Your bonsai plant should have its pot changed every two years, and this should only be done either in late winter or during the spring season. When doing this, always remember to prune the roots carefully, as too much root pruning can be detrimental to the plant. Many owners would agree that only 10 percent of the whole roots system should be pruned at a time. One other thing to pay attention to when changing the plant’s pot is to make sure that the soil used during the whole process has a high content of organic matter.

  • Insect and pests

The Gardenia bonsai is quite susceptible to insect attacks, and unfortunately, this particular plant is a favorite of various pests. Should you discover a bonsai plant to be under insect attack, the first thing you would need to do is remove and isolate the plant immediately, in order to prevent spreading.

The first thing that you would need to keep an eye out for is the aphid; a small, tear-shaped insect. These pesky bugs usually cluster below the leaves, especially beneath the new growth of the Gardenia. It sucks the fluid of the plant, and prefers the lush and moist properties of the new leaves. Be wary as these suckers can also spread diseases. To avoid this, mix diluted soap and water. Spray the leaves until the solution runs off. Then wipe the leaves gently with a soft sponge, to rinse them as well as ensure aphid removal. Afterwards, rinse one more time with pure water and be alert for the next few days in case of further attacks.

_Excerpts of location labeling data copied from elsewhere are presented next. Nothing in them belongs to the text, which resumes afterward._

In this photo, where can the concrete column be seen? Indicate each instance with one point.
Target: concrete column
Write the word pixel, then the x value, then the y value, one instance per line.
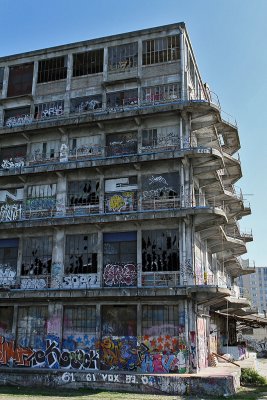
pixel 105 64
pixel 57 270
pixel 35 77
pixel 100 265
pixel 55 320
pixel 139 257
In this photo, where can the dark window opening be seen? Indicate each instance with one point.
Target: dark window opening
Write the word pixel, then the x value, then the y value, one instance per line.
pixel 83 193
pixel 79 324
pixel 160 251
pixel 122 99
pixel 1 77
pixel 81 254
pixel 37 256
pixel 52 69
pixel 83 104
pixel 119 320
pixel 161 50
pixel 121 143
pixel 123 57
pixel 20 80
pixel 90 62
pixel 17 117
pixel 6 321
pixel 161 320
pixel 32 326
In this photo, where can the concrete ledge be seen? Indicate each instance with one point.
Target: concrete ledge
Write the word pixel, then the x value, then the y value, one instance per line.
pixel 221 384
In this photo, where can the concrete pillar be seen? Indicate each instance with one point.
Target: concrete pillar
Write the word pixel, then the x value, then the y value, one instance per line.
pixel 57 270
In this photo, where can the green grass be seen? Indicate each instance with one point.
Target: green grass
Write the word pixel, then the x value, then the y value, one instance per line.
pixel 59 393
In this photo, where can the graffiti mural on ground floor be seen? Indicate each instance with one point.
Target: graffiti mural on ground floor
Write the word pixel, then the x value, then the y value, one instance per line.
pixel 162 354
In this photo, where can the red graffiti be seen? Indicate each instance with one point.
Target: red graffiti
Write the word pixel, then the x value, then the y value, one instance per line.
pixel 19 356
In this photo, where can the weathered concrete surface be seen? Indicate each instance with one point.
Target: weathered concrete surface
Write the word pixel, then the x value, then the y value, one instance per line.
pixel 220 383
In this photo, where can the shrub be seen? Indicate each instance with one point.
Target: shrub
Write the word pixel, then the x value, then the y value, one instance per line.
pixel 250 376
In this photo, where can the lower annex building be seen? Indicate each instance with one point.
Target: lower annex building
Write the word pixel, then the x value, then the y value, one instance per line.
pixel 119 235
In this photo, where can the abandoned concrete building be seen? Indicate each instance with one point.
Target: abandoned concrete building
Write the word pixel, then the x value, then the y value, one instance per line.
pixel 119 216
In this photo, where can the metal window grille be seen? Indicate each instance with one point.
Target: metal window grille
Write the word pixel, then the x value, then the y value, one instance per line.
pixel 32 326
pixel 20 80
pixel 161 50
pixel 123 57
pixel 37 256
pixel 49 110
pixel 90 62
pixel 79 321
pixel 52 69
pixel 122 99
pixel 160 251
pixel 83 193
pixel 81 254
pixel 160 320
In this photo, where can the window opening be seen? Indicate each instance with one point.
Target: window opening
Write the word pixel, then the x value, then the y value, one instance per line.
pixel 123 57
pixel 37 256
pixel 52 69
pixel 161 50
pixel 81 254
pixel 90 62
pixel 20 80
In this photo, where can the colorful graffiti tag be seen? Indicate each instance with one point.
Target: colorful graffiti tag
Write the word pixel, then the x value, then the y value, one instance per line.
pixel 120 275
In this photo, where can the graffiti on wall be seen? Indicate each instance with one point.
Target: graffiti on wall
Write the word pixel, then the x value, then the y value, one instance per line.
pixel 33 283
pixel 7 275
pixel 120 275
pixel 10 212
pixel 20 120
pixel 83 281
pixel 50 356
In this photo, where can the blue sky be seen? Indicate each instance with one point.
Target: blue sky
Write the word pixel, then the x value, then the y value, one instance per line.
pixel 229 40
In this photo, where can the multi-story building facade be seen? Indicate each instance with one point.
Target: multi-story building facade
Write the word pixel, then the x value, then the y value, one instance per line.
pixel 119 216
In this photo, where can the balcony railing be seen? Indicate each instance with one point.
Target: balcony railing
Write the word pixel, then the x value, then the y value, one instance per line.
pixel 113 276
pixel 117 204
pixel 185 97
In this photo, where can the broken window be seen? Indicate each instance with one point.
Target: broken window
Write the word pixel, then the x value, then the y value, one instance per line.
pixel 41 197
pixel 37 256
pixel 44 151
pixel 126 98
pixel 52 69
pixel 13 157
pixel 8 261
pixel 6 321
pixel 160 320
pixel 90 62
pixel 79 327
pixel 20 80
pixel 32 326
pixel 121 194
pixel 83 193
pixel 2 69
pixel 123 57
pixel 121 143
pixel 161 186
pixel 88 103
pixel 49 110
pixel 157 94
pixel 119 320
pixel 81 254
pixel 161 50
pixel 160 251
pixel 17 117
pixel 120 248
pixel 85 146
pixel 160 137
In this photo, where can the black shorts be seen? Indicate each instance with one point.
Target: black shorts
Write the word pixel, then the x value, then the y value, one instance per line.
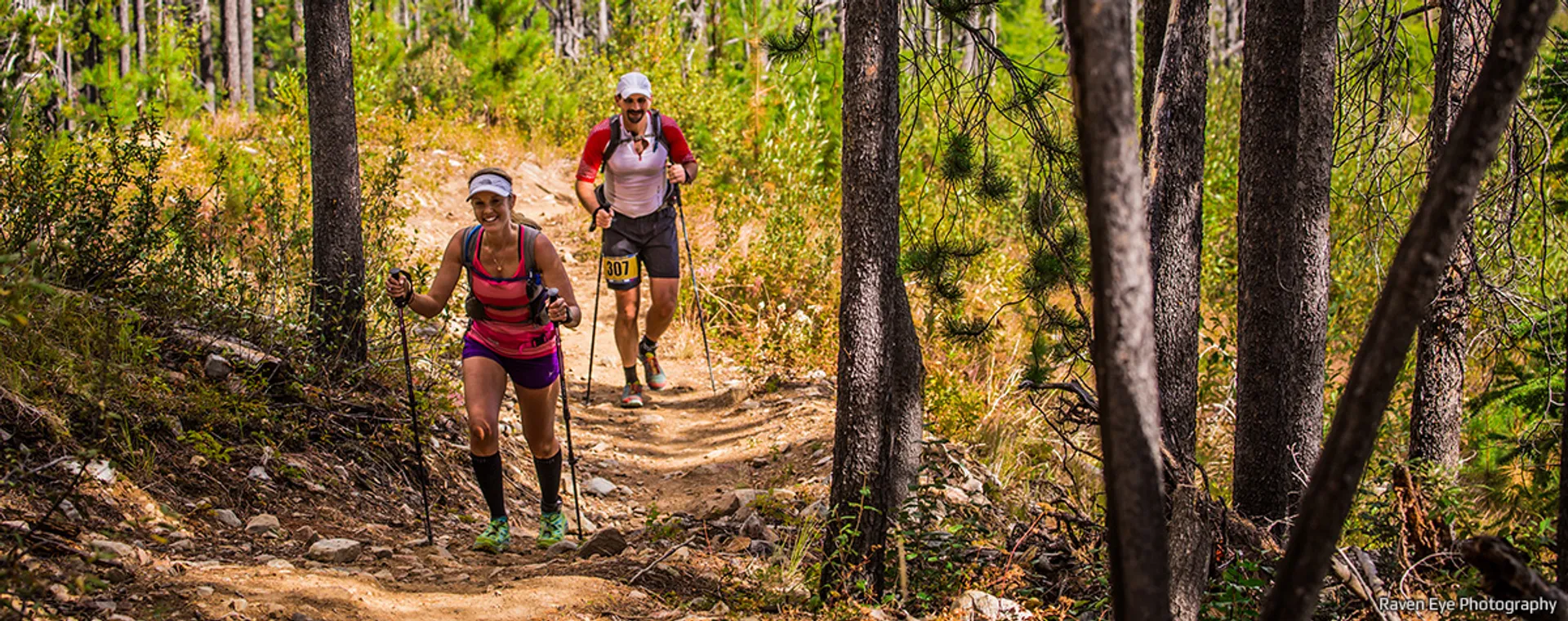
pixel 635 243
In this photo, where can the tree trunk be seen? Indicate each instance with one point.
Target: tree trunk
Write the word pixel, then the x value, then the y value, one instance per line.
pixel 207 58
pixel 1410 288
pixel 124 38
pixel 1125 346
pixel 877 428
pixel 1283 252
pixel 248 54
pixel 1175 204
pixel 1437 409
pixel 141 35
pixel 231 51
pixel 337 252
pixel 603 34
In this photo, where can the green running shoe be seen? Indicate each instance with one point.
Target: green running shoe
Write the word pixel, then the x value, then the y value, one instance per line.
pixel 552 529
pixel 494 538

Next is the mealy bug. This here is also a common pest of the this species of bonsai. They are white in color, and can often be found along the leaves of the Gardenia in masses. You may have to look closely as they like to hide themselves using the protected areas of the plant. To combat them, wipe them off using your fingers and then spray your bonsai with Neem Oil.

Other than insects, another cause to be worried of your Gardenia bonsai is the sooty mold. This here is a foliage disease that infects the leaves. Though it does not kill the plant, it does block it from receiving more sunlight through its leaves, which result in less photosynthesis that promotes growth. Sooty mold can often be found in the traces of honey dew created by bugs like the aphid, so if you take care of the bug, then you also protect your plant from sooty mold.

Apart from all those steps, this plant is quite manageable, and once you have gotten used to these delicate steps, then you are ready for trickier plants with trickier caring methods. One advantage of this flower is that it is easy to propagate. If you wish to do this, all you need to is cut off a small piece of about six inches in size from the healthy mother plant and place it in a small jar filled with water. Soon enough you will see new roots appearing from the cut area. Once there are enough new roots, transfer it into a pot with organic and acidic soil in order to keep it moist and continue growing. You can do this once you are used to taking care of one Gardenia bonsai for a few seasons. Good luck!